Do you still remember the excited buzz about Christmas you felt when you were little? The anticipation of putting biscuits and milk out for Santa, or the joy of going into the living room in your pyjamas to open presents? No time is more magical for little ones, and it’s the warm familiarity of family traditions that sprinkles much of the magic dust. Now you’re a parent, you have the key to this Christmas kingdom, and it’s up to you to decide what memories your little one will cherish. So, make a date on the sofa with your partner: it’s time to think about what your new family traditions are going to be.
Share your memories
Now you’ve got your own family, Christmas will be different. Up until now, you may have always gone along with the way your partner’s family celebrates – or vice versa – but it’s time for change. Yes, you’re each still part of your ancestral family, but this year, your own little family takes precedence. So, talk to your partner about what he finds special about Christmas, and share your thoughts too. Decide what parts of his childhood Christmas, and what parts of yours, you’d like to recreate.
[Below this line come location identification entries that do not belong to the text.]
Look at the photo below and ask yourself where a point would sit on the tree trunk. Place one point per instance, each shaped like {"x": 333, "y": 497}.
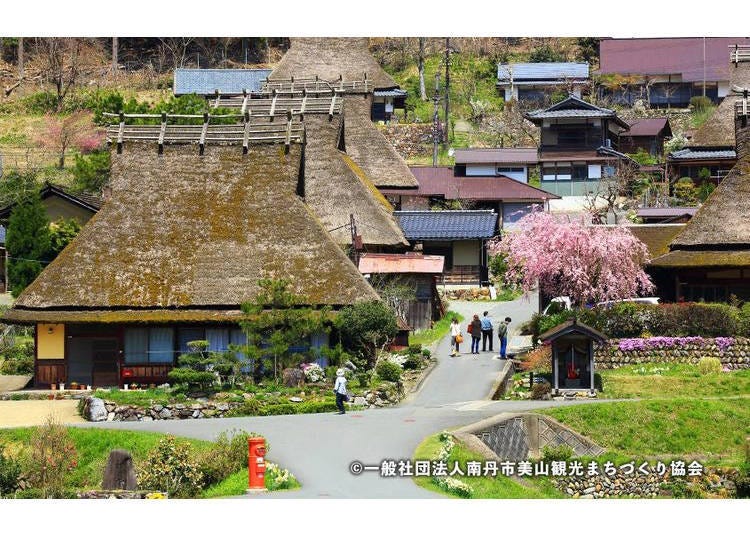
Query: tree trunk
{"x": 115, "y": 53}
{"x": 20, "y": 57}
{"x": 422, "y": 91}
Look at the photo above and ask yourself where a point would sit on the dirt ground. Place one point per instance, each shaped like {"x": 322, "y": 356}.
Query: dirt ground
{"x": 15, "y": 413}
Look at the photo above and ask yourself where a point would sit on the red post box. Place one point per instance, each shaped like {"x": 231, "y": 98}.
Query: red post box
{"x": 256, "y": 464}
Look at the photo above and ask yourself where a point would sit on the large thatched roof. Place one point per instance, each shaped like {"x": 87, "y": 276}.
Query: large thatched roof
{"x": 184, "y": 233}
{"x": 718, "y": 130}
{"x": 329, "y": 58}
{"x": 722, "y": 220}
{"x": 336, "y": 187}
{"x": 370, "y": 150}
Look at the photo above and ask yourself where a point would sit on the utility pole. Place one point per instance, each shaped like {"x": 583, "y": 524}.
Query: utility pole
{"x": 447, "y": 89}
{"x": 115, "y": 52}
{"x": 436, "y": 120}
{"x": 704, "y": 66}
{"x": 20, "y": 57}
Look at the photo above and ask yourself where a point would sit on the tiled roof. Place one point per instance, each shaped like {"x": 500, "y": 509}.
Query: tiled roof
{"x": 682, "y": 55}
{"x": 390, "y": 93}
{"x": 650, "y": 126}
{"x": 519, "y": 155}
{"x": 440, "y": 181}
{"x": 227, "y": 81}
{"x": 447, "y": 224}
{"x": 541, "y": 71}
{"x": 700, "y": 154}
{"x": 397, "y": 263}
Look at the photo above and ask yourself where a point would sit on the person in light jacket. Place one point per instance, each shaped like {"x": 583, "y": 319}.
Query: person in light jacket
{"x": 455, "y": 332}
{"x": 340, "y": 389}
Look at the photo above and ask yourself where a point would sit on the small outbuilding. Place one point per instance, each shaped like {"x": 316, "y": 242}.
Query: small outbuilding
{"x": 572, "y": 355}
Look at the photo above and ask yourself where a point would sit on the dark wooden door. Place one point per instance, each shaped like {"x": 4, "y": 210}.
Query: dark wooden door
{"x": 105, "y": 363}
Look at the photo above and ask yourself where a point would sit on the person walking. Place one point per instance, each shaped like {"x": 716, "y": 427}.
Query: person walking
{"x": 487, "y": 329}
{"x": 502, "y": 333}
{"x": 456, "y": 337}
{"x": 476, "y": 334}
{"x": 340, "y": 389}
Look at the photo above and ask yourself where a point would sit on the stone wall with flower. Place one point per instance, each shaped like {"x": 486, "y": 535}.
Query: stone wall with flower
{"x": 732, "y": 352}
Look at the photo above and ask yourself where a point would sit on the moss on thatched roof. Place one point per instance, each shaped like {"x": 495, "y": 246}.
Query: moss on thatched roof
{"x": 190, "y": 232}
{"x": 723, "y": 218}
{"x": 370, "y": 150}
{"x": 335, "y": 188}
{"x": 329, "y": 58}
{"x": 656, "y": 236}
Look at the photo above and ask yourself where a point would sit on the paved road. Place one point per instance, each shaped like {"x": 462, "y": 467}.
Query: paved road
{"x": 319, "y": 448}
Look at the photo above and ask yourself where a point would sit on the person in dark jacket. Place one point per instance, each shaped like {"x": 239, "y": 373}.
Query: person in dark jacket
{"x": 476, "y": 334}
{"x": 486, "y": 331}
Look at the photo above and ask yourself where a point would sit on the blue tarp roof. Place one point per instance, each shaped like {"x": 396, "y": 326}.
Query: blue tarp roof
{"x": 542, "y": 71}
{"x": 227, "y": 81}
{"x": 447, "y": 224}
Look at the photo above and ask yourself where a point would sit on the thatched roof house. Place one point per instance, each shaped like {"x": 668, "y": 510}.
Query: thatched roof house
{"x": 348, "y": 59}
{"x": 331, "y": 57}
{"x": 710, "y": 258}
{"x": 181, "y": 243}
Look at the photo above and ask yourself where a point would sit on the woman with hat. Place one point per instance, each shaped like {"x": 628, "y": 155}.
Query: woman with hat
{"x": 340, "y": 389}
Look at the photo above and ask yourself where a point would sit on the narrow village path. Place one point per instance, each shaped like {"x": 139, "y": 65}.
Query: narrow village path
{"x": 319, "y": 448}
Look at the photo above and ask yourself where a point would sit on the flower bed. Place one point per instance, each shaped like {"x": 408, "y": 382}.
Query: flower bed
{"x": 733, "y": 352}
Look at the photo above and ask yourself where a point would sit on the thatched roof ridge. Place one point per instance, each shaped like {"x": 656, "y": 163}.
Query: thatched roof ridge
{"x": 189, "y": 232}
{"x": 331, "y": 57}
{"x": 722, "y": 220}
{"x": 370, "y": 150}
{"x": 334, "y": 189}
{"x": 718, "y": 130}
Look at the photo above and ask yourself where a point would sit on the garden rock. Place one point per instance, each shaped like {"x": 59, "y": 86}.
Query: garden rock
{"x": 95, "y": 410}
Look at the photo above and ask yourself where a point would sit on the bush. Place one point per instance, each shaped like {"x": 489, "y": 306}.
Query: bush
{"x": 18, "y": 359}
{"x": 366, "y": 326}
{"x": 700, "y": 103}
{"x": 709, "y": 365}
{"x": 413, "y": 362}
{"x": 388, "y": 371}
{"x": 539, "y": 390}
{"x": 559, "y": 453}
{"x": 10, "y": 471}
{"x": 170, "y": 467}
{"x": 228, "y": 455}
{"x": 51, "y": 459}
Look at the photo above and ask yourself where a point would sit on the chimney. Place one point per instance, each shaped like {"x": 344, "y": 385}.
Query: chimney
{"x": 741, "y": 127}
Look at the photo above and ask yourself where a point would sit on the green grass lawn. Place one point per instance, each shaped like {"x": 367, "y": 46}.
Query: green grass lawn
{"x": 440, "y": 329}
{"x": 711, "y": 430}
{"x": 93, "y": 447}
{"x": 658, "y": 380}
{"x": 484, "y": 487}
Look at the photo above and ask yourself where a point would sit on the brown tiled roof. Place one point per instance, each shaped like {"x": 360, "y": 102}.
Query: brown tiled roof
{"x": 440, "y": 181}
{"x": 520, "y": 155}
{"x": 683, "y": 55}
{"x": 650, "y": 126}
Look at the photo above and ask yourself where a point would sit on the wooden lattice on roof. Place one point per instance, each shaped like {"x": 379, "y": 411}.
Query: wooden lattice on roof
{"x": 246, "y": 132}
{"x": 278, "y": 104}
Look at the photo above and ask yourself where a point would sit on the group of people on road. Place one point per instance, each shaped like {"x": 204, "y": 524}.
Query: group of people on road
{"x": 480, "y": 330}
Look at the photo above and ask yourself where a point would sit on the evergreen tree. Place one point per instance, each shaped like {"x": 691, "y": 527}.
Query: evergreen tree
{"x": 27, "y": 241}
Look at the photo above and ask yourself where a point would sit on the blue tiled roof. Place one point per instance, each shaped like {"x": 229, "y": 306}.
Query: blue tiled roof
{"x": 702, "y": 154}
{"x": 447, "y": 224}
{"x": 542, "y": 71}
{"x": 227, "y": 81}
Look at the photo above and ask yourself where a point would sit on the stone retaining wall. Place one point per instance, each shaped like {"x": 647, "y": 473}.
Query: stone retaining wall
{"x": 736, "y": 356}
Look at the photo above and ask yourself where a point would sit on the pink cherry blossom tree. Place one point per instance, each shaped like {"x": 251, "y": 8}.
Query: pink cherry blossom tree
{"x": 587, "y": 263}
{"x": 74, "y": 131}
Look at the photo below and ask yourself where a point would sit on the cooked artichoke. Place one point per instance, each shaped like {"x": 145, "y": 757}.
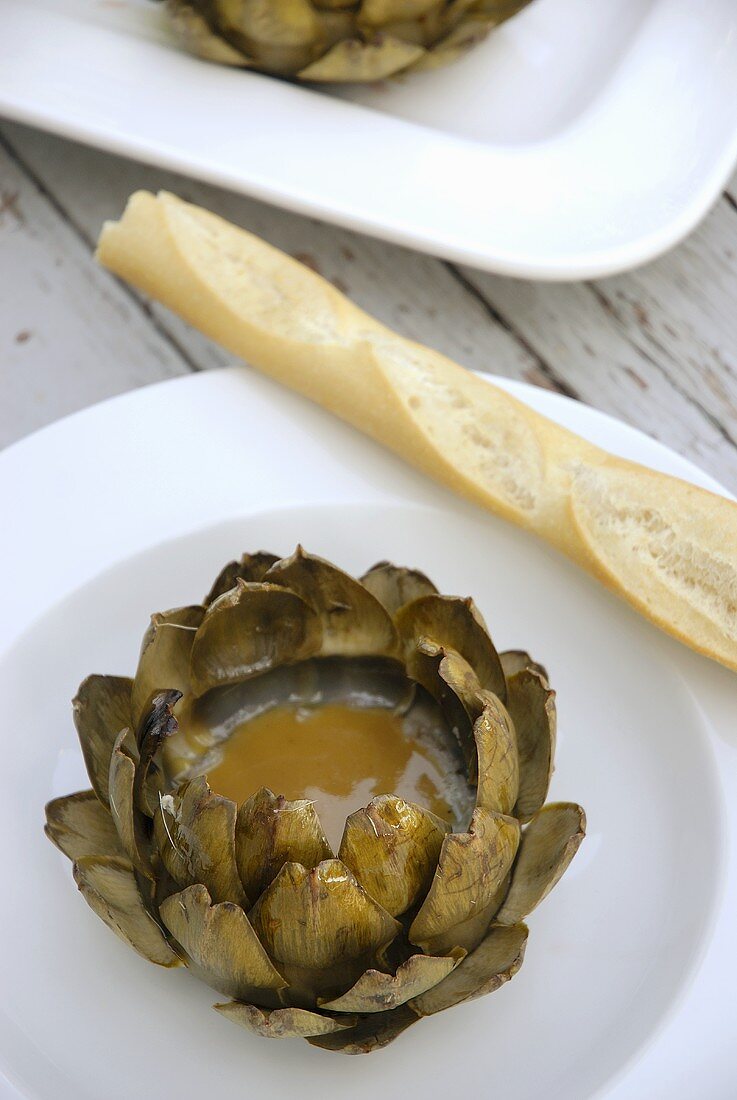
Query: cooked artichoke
{"x": 336, "y": 41}
{"x": 408, "y": 917}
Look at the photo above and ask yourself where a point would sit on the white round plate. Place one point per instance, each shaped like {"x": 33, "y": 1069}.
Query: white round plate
{"x": 628, "y": 986}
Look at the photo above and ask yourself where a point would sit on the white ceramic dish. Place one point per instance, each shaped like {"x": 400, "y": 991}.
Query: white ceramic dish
{"x": 628, "y": 986}
{"x": 581, "y": 139}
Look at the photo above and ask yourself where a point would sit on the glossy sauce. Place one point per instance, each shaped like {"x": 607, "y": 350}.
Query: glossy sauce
{"x": 336, "y": 755}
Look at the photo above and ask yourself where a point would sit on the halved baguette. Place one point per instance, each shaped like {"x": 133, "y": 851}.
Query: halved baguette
{"x": 667, "y": 547}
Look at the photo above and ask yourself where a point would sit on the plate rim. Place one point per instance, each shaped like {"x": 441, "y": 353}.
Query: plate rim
{"x": 56, "y": 438}
{"x": 681, "y": 212}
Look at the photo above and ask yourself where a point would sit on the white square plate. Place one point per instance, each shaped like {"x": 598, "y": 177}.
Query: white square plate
{"x": 581, "y": 139}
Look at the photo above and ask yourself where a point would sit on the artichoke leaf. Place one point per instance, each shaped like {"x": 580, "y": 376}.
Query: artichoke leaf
{"x": 497, "y": 760}
{"x": 497, "y": 958}
{"x": 271, "y": 832}
{"x": 354, "y": 623}
{"x": 164, "y": 660}
{"x": 371, "y": 1033}
{"x": 517, "y": 660}
{"x": 79, "y": 825}
{"x": 195, "y": 832}
{"x": 471, "y": 869}
{"x": 532, "y": 707}
{"x": 378, "y": 12}
{"x": 452, "y": 624}
{"x": 220, "y": 945}
{"x": 376, "y": 991}
{"x": 129, "y": 820}
{"x": 547, "y": 847}
{"x": 195, "y": 34}
{"x": 354, "y": 59}
{"x": 393, "y": 847}
{"x": 320, "y": 927}
{"x": 396, "y": 585}
{"x": 459, "y": 41}
{"x": 101, "y": 708}
{"x": 250, "y": 567}
{"x": 282, "y": 1023}
{"x": 108, "y": 886}
{"x": 251, "y": 629}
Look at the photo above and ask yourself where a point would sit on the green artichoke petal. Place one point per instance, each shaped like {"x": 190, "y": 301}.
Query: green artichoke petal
{"x": 251, "y": 629}
{"x": 498, "y": 763}
{"x": 376, "y": 991}
{"x": 378, "y": 12}
{"x": 271, "y": 832}
{"x": 321, "y": 928}
{"x": 101, "y": 708}
{"x": 195, "y": 34}
{"x": 393, "y": 847}
{"x": 221, "y": 945}
{"x": 129, "y": 820}
{"x": 250, "y": 568}
{"x": 79, "y": 825}
{"x": 471, "y": 869}
{"x": 282, "y": 1023}
{"x": 355, "y": 61}
{"x": 396, "y": 585}
{"x": 547, "y": 847}
{"x": 532, "y": 707}
{"x": 516, "y": 660}
{"x": 195, "y": 832}
{"x": 371, "y": 1033}
{"x": 458, "y": 42}
{"x": 164, "y": 660}
{"x": 108, "y": 886}
{"x": 497, "y": 958}
{"x": 354, "y": 623}
{"x": 452, "y": 624}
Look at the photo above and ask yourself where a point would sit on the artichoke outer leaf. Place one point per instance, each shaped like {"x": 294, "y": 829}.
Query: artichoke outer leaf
{"x": 195, "y": 832}
{"x": 164, "y": 660}
{"x": 393, "y": 847}
{"x": 129, "y": 820}
{"x": 371, "y": 1033}
{"x": 250, "y": 567}
{"x": 79, "y": 825}
{"x": 101, "y": 708}
{"x": 497, "y": 958}
{"x": 108, "y": 886}
{"x": 517, "y": 660}
{"x": 453, "y": 624}
{"x": 396, "y": 585}
{"x": 282, "y": 1023}
{"x": 353, "y": 59}
{"x": 195, "y": 34}
{"x": 376, "y": 991}
{"x": 220, "y": 944}
{"x": 321, "y": 928}
{"x": 354, "y": 623}
{"x": 532, "y": 707}
{"x": 251, "y": 629}
{"x": 497, "y": 783}
{"x": 471, "y": 870}
{"x": 547, "y": 847}
{"x": 271, "y": 832}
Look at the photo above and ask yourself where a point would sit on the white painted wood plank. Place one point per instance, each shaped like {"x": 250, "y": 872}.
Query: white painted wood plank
{"x": 656, "y": 347}
{"x": 415, "y": 294}
{"x": 69, "y": 336}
This cherry-picking of Christmas traditions to celebrate in your new family has wider benefits than you might first imagine. “Sharing memories, coming up with exciting new traditions, and making plans for your future together as a family will strengthen your bond with your partner,” says psychologist Dr Linda Papadopoulos. “Together, you have the power to hand-pick all the bits you loved and throw out the parts you hated, making you feel like a team. You’re designing your child’s memories, and it feels good to do that together.”
It’s also important to take joint responsibility for the way your new family Christmas is going to be. “To do this, you need to accept that some people get really excited about Christmas, but others don’t,” adds Dr Papadopoulos. “Talking and respecting each other’s wishes will help create a harmonious atmosphere and let you enjoy these first Christmas experiences with your baby. You don’t have to be perfectly in sync with your partner when it comes to Christmas, just to have agreed what it means to your new family. Whatever you agree on, it will all form part of the stories you’ll re-tell as your child grows. In years to come, your child might joke about how Christmas-crazy Dad was while Mom always moaned about vacuuming up the glitter − but that’s all part of creating a shared history.”
Involve the wider family
Ask family members what they remember from their childhood Christmases, as this will give you plenty of ideas for your own. Your traditions will be even more significant if they go back years and involve other family members.
“We don’t always find the time during the year to sit and reminisce about the past, and Christmas is the perfect opportunity to share this with your child,” says Dr Papadopoulos.
“Kids love stories and doing this will give you a wealth of family tales to tell your baby as she grows. The time spent and stories told will give her a sense of family history and a wider feeling of being connected to those around her.”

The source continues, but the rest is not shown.